The following elements, among others, have a leadership effect in companies:
- Target agreements and KPI systems
- Structures and processes
- Habits, routines, and meeting formats
- Organizational culture and implicit scripts
- Decision-making processes and escalation logic
All these factors influence people’s behavior – and thus control the organization.
Leadership therefore arises wherever communication processes prepare decisions, reduce uncertainties, set priorities, and enable action.
Leadership is teamwork – not a solo performance
A key component of a systemic understanding of leadership is the realization that:
A company is never led by individuals, but by leadership groups
And these teams often consist of more than just formally appointed managers. In every organization, there are people whose influence comes from other sources:
- Popular figures
- Long-standing employees with large networks
- Informal advisors
- Micro-politicians
- Experts with indispensable knowledge
- Gatekeepers at interfaces (internal and external)
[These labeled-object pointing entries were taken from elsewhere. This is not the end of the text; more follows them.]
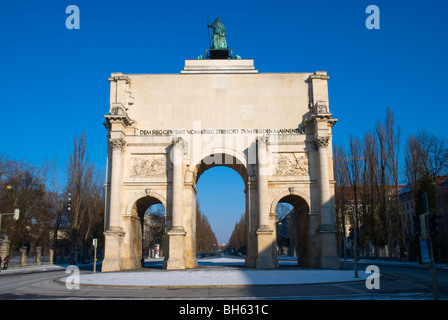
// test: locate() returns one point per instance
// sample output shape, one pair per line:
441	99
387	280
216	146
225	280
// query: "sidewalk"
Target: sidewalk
218	272
33	268
385	262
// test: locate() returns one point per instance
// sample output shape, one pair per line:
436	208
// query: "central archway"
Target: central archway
229	159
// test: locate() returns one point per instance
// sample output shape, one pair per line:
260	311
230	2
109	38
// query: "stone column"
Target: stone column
323	181
51	256
263	199
177	159
117	146
38	256
326	230
114	234
265	254
23	256
176	252
4	251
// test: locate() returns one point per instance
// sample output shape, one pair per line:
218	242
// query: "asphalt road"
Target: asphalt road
395	283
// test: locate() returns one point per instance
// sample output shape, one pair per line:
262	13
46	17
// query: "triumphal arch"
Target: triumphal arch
165	130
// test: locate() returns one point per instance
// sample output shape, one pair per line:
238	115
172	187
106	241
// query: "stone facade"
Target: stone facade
165	130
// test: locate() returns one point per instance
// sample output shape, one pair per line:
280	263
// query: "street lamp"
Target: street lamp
15	214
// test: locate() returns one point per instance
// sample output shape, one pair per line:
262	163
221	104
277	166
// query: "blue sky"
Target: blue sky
56	78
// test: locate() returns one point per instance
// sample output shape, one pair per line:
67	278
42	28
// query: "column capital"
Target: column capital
321	142
117	143
262	140
177	141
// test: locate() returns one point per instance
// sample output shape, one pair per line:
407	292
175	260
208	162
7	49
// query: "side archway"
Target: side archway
134	222
297	223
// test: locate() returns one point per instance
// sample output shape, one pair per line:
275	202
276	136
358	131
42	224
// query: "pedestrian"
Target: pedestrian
6	262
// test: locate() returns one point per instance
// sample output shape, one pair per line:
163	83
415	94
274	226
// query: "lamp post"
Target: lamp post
15	214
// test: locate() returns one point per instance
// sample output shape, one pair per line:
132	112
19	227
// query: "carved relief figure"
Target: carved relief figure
292	164
147	167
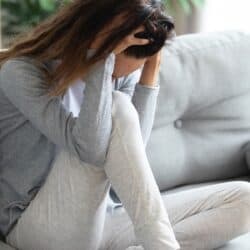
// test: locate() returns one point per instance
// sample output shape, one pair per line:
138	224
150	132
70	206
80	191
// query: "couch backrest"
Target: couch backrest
202	121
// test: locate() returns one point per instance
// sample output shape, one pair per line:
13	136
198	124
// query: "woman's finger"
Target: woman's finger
141	41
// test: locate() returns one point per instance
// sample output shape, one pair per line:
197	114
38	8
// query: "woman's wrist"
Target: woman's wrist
149	75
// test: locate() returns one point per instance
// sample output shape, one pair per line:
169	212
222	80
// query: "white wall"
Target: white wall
225	15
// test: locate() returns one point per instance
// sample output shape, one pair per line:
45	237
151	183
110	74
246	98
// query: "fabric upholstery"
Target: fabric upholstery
201	131
202	123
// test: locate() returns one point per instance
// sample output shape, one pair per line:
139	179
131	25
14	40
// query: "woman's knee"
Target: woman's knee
123	109
243	203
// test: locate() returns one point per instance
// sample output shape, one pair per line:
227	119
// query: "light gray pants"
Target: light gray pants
68	212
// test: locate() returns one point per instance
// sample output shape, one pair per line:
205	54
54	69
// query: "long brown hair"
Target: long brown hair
67	35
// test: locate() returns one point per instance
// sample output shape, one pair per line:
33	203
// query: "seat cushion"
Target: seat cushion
202	121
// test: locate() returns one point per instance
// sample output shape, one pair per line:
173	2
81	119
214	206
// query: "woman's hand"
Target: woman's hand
124	65
131	40
150	70
128	41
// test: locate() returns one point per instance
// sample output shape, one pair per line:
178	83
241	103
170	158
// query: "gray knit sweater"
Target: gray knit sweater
33	126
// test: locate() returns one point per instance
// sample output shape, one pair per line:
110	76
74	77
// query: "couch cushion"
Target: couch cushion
202	121
119	234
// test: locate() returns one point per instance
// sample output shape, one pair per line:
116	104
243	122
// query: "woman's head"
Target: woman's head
67	35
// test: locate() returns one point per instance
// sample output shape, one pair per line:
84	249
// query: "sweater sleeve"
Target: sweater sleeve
86	136
144	99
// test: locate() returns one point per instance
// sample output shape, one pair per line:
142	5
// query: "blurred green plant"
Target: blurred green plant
185	5
20	15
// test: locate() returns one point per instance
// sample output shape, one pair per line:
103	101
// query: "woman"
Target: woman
62	152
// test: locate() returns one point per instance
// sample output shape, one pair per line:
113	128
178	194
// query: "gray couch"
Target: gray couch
202	123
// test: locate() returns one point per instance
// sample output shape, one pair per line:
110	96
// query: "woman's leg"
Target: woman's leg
69	210
202	217
208	217
131	176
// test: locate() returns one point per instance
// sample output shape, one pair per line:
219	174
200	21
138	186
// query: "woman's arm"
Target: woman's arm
86	136
144	98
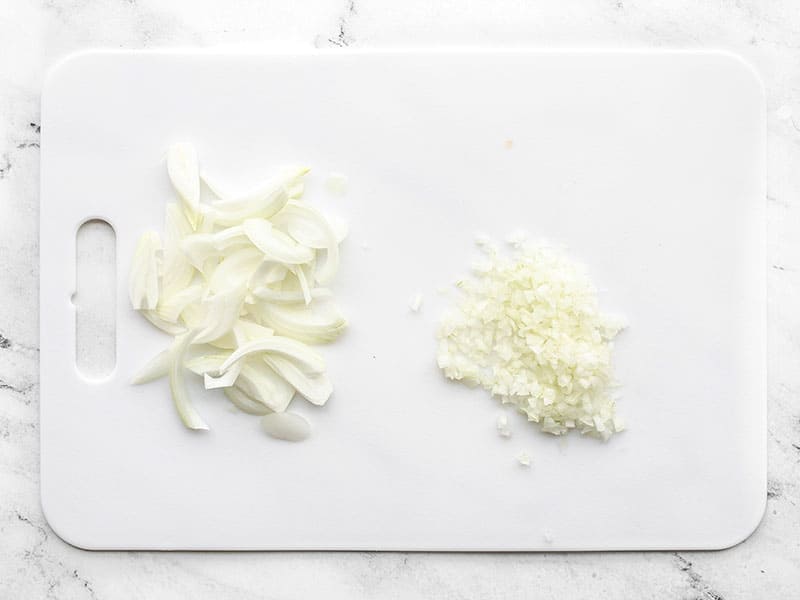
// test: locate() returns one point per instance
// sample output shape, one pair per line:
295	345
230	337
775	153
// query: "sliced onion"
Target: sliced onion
305	358
180	396
290	427
143	287
245	403
275	244
184	173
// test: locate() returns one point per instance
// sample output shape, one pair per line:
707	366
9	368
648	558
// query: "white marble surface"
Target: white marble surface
34	563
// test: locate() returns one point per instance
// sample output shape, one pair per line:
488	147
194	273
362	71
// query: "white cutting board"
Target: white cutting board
649	166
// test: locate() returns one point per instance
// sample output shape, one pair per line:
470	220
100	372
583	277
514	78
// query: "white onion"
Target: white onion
529	330
237	280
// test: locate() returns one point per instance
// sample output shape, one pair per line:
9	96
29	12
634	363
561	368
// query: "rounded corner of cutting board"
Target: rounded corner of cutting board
61	524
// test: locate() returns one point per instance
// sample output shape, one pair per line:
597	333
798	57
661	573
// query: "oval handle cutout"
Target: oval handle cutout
95	299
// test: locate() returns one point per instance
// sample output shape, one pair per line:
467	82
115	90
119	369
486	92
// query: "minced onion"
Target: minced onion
528	328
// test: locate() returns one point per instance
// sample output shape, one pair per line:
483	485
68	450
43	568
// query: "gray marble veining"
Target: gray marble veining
35	563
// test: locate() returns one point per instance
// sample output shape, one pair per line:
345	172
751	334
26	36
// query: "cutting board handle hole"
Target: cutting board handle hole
95	299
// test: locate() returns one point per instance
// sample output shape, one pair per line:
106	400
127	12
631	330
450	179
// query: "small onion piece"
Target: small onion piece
290	427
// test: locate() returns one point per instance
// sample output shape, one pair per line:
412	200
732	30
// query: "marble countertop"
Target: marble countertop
35	563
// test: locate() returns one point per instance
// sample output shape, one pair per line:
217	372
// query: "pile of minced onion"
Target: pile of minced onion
239	282
528	329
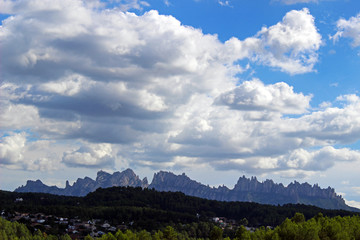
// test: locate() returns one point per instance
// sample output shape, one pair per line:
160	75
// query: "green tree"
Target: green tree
242	233
170	233
216	233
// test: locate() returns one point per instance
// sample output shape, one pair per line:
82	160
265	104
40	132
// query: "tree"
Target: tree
170	233
242	233
216	233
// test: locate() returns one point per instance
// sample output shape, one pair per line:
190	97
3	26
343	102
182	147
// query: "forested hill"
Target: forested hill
149	209
245	190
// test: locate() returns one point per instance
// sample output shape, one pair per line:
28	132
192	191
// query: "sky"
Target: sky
213	88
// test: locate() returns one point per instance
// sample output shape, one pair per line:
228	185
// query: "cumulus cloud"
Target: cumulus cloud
291	45
290	2
349	29
16	152
255	96
90	155
11	149
153	92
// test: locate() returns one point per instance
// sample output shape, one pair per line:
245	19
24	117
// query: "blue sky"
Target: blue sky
265	88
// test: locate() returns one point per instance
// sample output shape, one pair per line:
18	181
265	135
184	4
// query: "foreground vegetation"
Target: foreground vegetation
149	209
318	227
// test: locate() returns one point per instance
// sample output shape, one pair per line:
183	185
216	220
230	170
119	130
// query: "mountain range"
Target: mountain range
246	189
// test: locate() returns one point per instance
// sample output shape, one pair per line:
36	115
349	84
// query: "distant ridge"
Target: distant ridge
83	186
246	190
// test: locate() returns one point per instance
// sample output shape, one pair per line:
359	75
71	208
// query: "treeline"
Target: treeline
318	227
149	209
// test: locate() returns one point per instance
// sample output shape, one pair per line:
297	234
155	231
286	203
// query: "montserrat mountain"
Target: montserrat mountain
245	190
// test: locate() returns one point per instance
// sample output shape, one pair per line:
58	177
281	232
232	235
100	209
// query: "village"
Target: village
78	228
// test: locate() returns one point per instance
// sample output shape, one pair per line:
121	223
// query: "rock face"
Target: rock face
83	186
246	190
251	190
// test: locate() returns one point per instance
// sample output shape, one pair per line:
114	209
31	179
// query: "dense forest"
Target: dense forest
144	212
318	227
149	209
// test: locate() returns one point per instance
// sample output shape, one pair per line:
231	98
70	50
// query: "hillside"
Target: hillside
245	190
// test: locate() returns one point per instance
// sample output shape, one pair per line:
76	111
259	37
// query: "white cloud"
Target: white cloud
16	152
224	3
90	155
255	96
349	29
291	45
11	149
152	92
352	203
356	190
289	2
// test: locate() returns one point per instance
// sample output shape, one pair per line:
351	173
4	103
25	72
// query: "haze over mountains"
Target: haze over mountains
247	190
Crozier and Friedberg identify four factors of power:
- Possession of competence or specialist knowledge
- Use of organizational rules
- Control of internal communication and information flows
- Control of relationships between the organization and its environment
Anyone who wants to lead must know who actually has influence—and why.
Why leadership teams don't work in many organizations
Although leadership should be a team effort, classic committees are often dominated by:
- Competition
- Rivalry
- Silo mentality
- Pressure to justify oneself
- A focus on operational issues rather than future challenges
It is rare to find genuine teams that perform a joint leadership role.
But when it comes to questions about the future, top management alone is not enough.
It must engage in dialogue and discourse with other perspectives, departments, and centers of influence.
This requires:
- Paradox competence (tolerating contradictions)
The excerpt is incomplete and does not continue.